Looking back, she describes what his financial instincts looked like throughout their marriage. He monitored her credit card spending through regular meetings with a financial advisor. Meanwhile, according to her memoir, he spent freely on personal indulgences — rare Rolex watches, motorcycles, collectible coins, custom suits, fine wine by the hundreds of bottles, and even a vintage boat that had appeared in the James Bond film Live and Let Die. She describes a pattern consistent with what financial experts sometimes call financial control within a marriage — one partner managing the household spending while quietly building private wealth that the other partner had no visibility into.
On the Financial Tea with Mrs. Dow Jones podcast, Burden described Davis’s relationship with money as deeply ingrained: he had grown up in a family that struggled financially, and she believes that shaped him into someone who was “programmed from long before the time he met me to really protect himself financially.” His bonuses, she said, were never going anywhere near a joint account.
The Homes as Leverage
When the divorce proceedings intensified, the homes became the pressure point. Burden had emptied both of her family trust funds to buy them. Davis had contributed nothing to their purchase. Yet because she had put his name on the deeds — and because the prenup stipulated an even split of jointly-held property — he held a claim to half their value.
She told Billy Bush that she believes Davis understood exactly how much those homes mattered to her. “I think he knew that I cared about my homes so much,” she said, “and keeping these places intact and that the threat of losing them made me willing to … you know, I was in a position where I had to give up pretty much everything else.”
After a judge dismissed her counterclaim and upheld the prenup, Davis made his position clear. He would pay only the minimum child support the law required. He had also moved into a two-bedroom apartment after the separation, with the second room used as a home office — effectively choosing not to create space for their children.
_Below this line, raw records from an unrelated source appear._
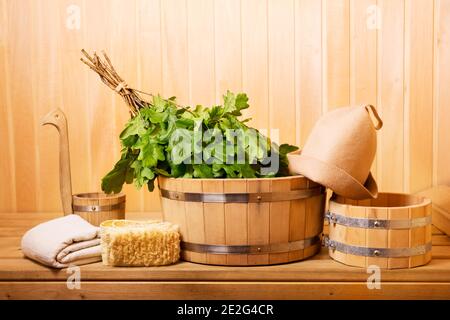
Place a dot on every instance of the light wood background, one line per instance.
(295, 58)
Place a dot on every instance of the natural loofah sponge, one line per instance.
(139, 243)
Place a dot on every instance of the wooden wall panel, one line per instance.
(148, 42)
(255, 69)
(7, 163)
(390, 95)
(23, 114)
(295, 58)
(364, 26)
(337, 26)
(281, 60)
(308, 66)
(419, 95)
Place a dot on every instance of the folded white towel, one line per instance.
(58, 243)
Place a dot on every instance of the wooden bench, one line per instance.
(316, 278)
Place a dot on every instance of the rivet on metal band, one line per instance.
(97, 208)
(377, 223)
(251, 249)
(376, 252)
(241, 197)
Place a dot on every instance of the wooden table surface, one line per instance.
(316, 278)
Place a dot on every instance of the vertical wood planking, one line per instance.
(364, 24)
(442, 50)
(102, 115)
(201, 52)
(148, 35)
(197, 50)
(73, 83)
(255, 70)
(419, 94)
(338, 53)
(308, 66)
(127, 62)
(23, 117)
(47, 95)
(175, 49)
(281, 60)
(228, 52)
(7, 165)
(390, 95)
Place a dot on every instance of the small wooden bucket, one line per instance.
(245, 221)
(98, 207)
(392, 231)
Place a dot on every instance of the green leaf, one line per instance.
(150, 151)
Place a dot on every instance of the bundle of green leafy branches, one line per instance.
(164, 138)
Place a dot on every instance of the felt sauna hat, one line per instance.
(340, 150)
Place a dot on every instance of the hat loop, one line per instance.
(379, 124)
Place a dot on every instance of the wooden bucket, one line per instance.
(392, 231)
(99, 207)
(245, 221)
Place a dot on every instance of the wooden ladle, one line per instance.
(58, 119)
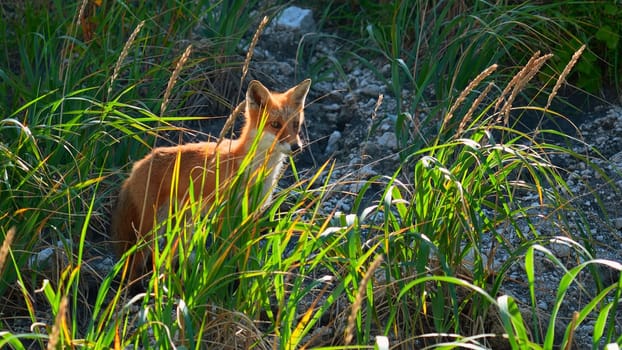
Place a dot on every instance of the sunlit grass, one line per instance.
(413, 262)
As Burden wrote in her memoir, the maneuvering felt less like a divorce and more like a calculated deal: “It felt like he was playing a game, or running a deal, one he was going to win at all costs, by a wide margin, regardless of the impact on me and our children.”
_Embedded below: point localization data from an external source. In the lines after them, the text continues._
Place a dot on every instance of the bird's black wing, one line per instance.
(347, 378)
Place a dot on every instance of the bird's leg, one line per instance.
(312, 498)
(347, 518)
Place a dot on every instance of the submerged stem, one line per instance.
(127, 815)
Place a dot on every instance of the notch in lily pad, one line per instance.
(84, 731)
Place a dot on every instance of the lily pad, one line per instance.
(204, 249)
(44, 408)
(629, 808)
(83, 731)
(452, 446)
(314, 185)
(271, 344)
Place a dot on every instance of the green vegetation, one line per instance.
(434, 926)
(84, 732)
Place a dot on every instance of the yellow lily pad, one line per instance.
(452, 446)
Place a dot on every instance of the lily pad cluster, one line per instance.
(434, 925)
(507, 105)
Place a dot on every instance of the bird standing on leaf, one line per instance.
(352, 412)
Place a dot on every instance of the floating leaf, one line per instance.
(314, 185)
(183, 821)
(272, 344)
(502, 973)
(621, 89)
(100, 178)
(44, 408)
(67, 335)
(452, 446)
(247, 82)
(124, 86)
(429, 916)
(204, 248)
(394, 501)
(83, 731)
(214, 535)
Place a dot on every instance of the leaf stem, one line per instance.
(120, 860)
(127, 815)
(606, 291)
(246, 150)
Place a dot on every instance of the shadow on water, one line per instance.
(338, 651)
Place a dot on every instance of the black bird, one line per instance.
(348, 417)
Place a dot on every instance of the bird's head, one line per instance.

Maybe he always planned to resolve it before trial, to give me the house and the apartment. But only after he brought me to my knees.— Belle Burden, Strangers: A Memoir of Marriage
The Settlement, and What It Took
An hour before their trial was set to begin in October 2021, the two parties reached a settlement. The terms: Davis gave up his interest in both properties and agreed to child support and to cover the children’s medical costs and school tuition. He kept every dollar he had accumulated over the course of their marriage.
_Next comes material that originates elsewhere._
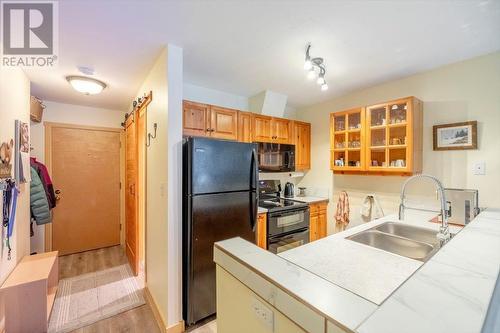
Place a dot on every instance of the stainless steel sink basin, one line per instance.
(404, 240)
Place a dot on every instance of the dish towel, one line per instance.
(371, 209)
(342, 212)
Burden describes the negotiation as requiring her to be “calm, deferential, grateful” — essentially to suppress any instinct to push back, because doing so risked Davis pulling the offer entirely. She made it through. She kept the homes. She got something workable for her children.
But the experience left her with a sober assessment. “I don’t know what finally made him decide to settle,” she said. Whether he had always intended to let her keep the homes — or whether it only happened after she had been pushed to the very edge — she may never know for certain.
What she does know is that she came dangerously close to losing everything she had poured her inheritance into, outmaneuvered in a legal and financial process by a man with vastly more resources, a structure built in his favor, and — by her account — a singular focus on walking away the winner.